Fall’s bounty is winter’s food for animals

Fall is nature’s time to provide the food that will sustain wild animals through the winter. The summer growing season has produced a virtual cornucopia of delectible wild foods like poke, persimmon, and sumac that will provide a bounty of food for deer, wild turkeys, birds, and other wildlife.

pokeberry
persimmon
mockingbird on sumac

Want to know how you can help feed wildlife this winter? Let your garden go wild.

  1. Leave undisturbed wild areas in your garden – piles of leaves or brushwood can make the perfect nest in which animals can hide, rest, and hibernate.
  2. By leaving the task of tidying your garden borders and shrubs until early spring, shelter can be provided for insects throughout winter.
  3. The seeds of summer’s flowers can provide extra food for birds, mice, and opossums.
  4. If you have a compost heap, this will become a welcome habitat for toads, salamanders, and skinks to overwinter.

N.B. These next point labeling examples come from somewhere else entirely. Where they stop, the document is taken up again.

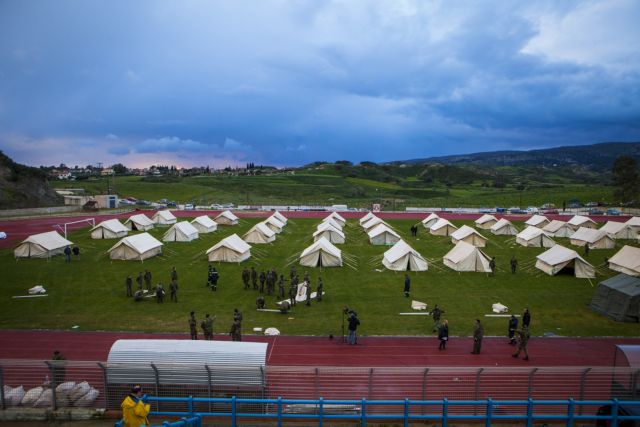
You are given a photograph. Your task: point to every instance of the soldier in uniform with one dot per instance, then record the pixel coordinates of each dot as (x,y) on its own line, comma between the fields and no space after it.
(478,334)
(192,326)
(147,279)
(523,340)
(129,283)
(319,290)
(173,287)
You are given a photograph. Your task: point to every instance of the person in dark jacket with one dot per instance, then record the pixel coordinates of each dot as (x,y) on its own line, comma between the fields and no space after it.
(443,335)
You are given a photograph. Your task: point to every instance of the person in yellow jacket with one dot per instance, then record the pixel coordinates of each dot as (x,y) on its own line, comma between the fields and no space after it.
(134,410)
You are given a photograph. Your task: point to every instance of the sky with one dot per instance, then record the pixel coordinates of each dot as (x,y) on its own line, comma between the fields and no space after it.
(288,82)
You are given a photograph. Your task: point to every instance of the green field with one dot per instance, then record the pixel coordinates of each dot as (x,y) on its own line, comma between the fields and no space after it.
(90,293)
(327,189)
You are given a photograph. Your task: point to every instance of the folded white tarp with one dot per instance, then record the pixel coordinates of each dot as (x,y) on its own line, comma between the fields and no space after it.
(43,245)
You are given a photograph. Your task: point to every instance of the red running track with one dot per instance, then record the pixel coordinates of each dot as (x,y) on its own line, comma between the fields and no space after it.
(315,351)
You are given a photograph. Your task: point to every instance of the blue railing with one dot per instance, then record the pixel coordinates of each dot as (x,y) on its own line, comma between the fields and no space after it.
(405,411)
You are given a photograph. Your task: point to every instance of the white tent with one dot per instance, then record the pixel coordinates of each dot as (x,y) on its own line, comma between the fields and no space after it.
(558,228)
(486,221)
(430,220)
(504,227)
(381,234)
(596,239)
(442,227)
(181,231)
(466,257)
(321,254)
(43,245)
(578,221)
(329,232)
(229,249)
(139,222)
(109,229)
(204,224)
(280,217)
(274,224)
(337,218)
(537,221)
(626,260)
(226,218)
(366,218)
(558,257)
(259,233)
(469,235)
(164,218)
(137,247)
(402,257)
(534,237)
(619,230)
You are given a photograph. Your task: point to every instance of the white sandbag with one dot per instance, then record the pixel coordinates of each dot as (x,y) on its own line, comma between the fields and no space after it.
(417,305)
(45,399)
(31,396)
(499,308)
(79,390)
(37,290)
(88,398)
(15,396)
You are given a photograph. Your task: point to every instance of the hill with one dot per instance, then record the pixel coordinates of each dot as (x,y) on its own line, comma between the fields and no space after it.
(24,187)
(597,156)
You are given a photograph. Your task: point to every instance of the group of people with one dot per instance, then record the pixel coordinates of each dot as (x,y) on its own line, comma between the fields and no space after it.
(158,289)
(519,337)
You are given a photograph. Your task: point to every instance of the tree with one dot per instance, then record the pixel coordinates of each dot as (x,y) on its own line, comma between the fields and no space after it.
(625,179)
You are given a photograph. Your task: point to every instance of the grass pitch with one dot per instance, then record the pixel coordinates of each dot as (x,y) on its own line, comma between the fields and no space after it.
(90,293)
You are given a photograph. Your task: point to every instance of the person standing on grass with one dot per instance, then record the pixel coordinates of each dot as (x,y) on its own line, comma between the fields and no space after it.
(192,326)
(443,335)
(478,334)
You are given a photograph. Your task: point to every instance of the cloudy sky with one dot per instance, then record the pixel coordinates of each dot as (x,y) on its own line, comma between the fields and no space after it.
(287,82)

Food for wildlife: The little-known persimmons

Except for those animals that hibernate, wild animals walk a tightrope every day in winter. They have to eat enough to produce the energy needed to get through the night without freezing to death, but time spent foraging increases their risk of themselves being a meal for a predator.

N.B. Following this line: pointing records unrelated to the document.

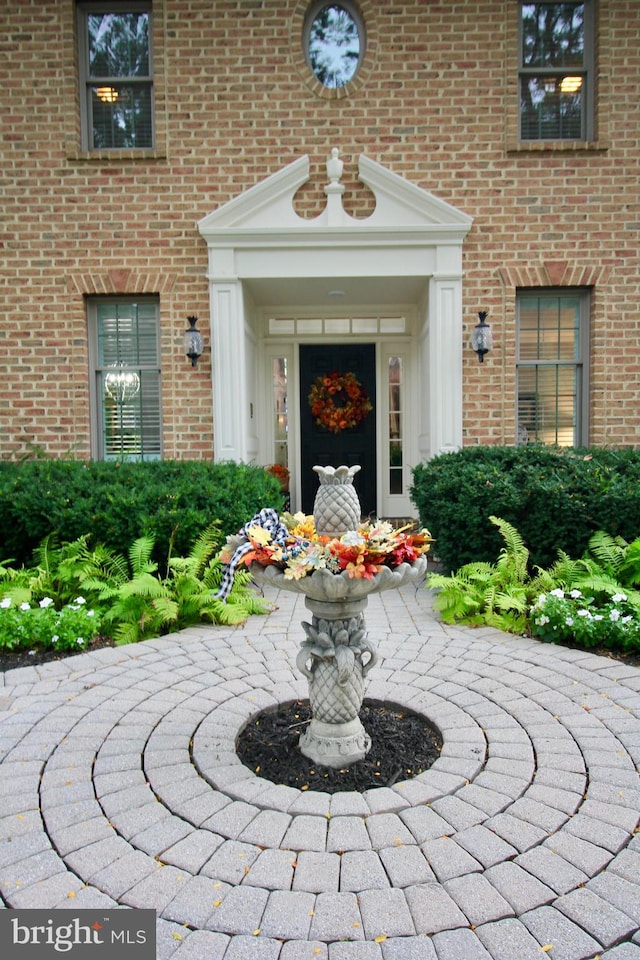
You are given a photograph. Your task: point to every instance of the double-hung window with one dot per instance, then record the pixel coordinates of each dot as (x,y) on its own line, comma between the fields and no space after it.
(116,75)
(123,336)
(556,70)
(553,367)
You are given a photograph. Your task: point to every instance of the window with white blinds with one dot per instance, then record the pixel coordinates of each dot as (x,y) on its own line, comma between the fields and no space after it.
(552,368)
(127,407)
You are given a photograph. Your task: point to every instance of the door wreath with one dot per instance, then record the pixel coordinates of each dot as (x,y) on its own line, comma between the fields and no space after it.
(338,401)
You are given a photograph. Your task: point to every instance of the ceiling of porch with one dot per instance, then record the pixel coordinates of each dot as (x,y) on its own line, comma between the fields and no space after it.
(334,292)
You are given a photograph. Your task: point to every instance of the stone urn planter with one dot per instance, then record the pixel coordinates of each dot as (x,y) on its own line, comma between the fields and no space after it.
(337,654)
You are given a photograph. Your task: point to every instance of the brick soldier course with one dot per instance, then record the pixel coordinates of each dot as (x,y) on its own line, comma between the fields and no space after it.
(120,785)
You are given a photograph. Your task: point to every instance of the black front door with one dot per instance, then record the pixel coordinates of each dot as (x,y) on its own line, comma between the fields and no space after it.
(319,445)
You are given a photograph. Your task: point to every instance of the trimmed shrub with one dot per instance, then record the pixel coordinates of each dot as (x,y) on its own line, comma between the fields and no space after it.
(115,503)
(556,499)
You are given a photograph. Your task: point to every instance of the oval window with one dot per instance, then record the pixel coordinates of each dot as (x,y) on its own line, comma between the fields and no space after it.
(334,43)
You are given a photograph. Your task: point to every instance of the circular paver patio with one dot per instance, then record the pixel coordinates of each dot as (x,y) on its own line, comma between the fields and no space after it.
(120,786)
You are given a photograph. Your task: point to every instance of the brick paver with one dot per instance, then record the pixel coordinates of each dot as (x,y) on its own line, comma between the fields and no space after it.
(120,784)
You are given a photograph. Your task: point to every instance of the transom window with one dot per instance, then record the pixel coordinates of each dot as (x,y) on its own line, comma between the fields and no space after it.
(552,369)
(334,42)
(127,422)
(116,75)
(556,70)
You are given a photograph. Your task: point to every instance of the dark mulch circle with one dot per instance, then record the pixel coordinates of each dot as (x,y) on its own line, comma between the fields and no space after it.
(404,744)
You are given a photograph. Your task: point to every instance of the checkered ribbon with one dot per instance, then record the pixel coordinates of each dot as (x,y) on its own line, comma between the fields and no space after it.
(267,519)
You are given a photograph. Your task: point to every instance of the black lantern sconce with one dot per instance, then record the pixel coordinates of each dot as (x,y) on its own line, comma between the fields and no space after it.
(193,341)
(482,338)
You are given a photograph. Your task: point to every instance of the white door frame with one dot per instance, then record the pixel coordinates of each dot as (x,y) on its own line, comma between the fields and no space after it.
(259,236)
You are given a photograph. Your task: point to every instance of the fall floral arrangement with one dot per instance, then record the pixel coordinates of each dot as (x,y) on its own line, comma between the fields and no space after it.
(338,401)
(281,473)
(362,553)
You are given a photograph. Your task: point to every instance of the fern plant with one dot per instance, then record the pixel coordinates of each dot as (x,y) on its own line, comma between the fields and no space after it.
(132,599)
(141,604)
(495,594)
(505,595)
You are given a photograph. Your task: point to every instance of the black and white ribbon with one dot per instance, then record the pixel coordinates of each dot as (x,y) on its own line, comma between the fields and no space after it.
(269,520)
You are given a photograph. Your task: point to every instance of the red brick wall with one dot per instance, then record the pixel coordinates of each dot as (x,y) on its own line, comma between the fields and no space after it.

This is the first in a series of wild foods that play an important role in sustaining wildlife through winter. This post is about the persimmons, a little known and largely ignored, but magnificent fruit (actually it’s a berry) that is an important source of food and energy for birds and other wildlife.

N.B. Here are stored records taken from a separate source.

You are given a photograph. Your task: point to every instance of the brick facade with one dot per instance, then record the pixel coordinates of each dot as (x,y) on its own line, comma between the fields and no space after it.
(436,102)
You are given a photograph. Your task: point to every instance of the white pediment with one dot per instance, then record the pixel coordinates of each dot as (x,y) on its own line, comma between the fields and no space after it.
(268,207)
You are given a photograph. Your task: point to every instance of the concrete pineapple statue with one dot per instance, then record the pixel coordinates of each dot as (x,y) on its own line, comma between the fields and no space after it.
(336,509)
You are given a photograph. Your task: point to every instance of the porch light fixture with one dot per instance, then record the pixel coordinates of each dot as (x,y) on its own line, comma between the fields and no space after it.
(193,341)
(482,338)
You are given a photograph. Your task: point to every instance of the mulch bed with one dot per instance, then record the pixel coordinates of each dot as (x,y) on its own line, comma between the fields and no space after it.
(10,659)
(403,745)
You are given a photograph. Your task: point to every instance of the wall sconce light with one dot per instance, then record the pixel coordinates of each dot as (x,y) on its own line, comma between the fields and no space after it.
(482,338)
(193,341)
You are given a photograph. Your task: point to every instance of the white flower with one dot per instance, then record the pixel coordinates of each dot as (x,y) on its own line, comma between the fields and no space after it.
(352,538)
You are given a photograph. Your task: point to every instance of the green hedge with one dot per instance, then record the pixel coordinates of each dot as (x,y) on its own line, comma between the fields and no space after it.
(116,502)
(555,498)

Most persimmons live in obscurity until autumn. Once the tree begins shedding its leaves, its crop of an inch to 2-1/2-inch-long fruits look much like small, orange Christmas ornaments hanging on the tree’s naked branches.

Birds that dine on persimmons include wild turkeys, robins, cedar waxwings, catbirds, robins, pileated woodpeckers, and mockingbirds. Squirrels, opossums, and raccoons eat right from the tree, but other animals like deer, fox, bears, rodents, and skunks have to wait for the fruit to fall, which is actually when they reach their peak ripeness.

If persimmons are ripe, their flattened, reddish brown seeds will show up in the scat of the animals that eat them. The seeds easily pass through the digestive tracts of these animals and are spread to spots far from the tree where they were devoured. Some of these seeds will later germinate to produce a new generation of persimmon trees.

Common persimmons are difficult to get established. Consequently, when clearing a lot for a new home or maintaining a fence line, leave some of the persimmon trees that you find. If you have one standing on your property, don’t cut it down. The tree will provide a dependable source of fruits for your wildlife neighbors for years to come.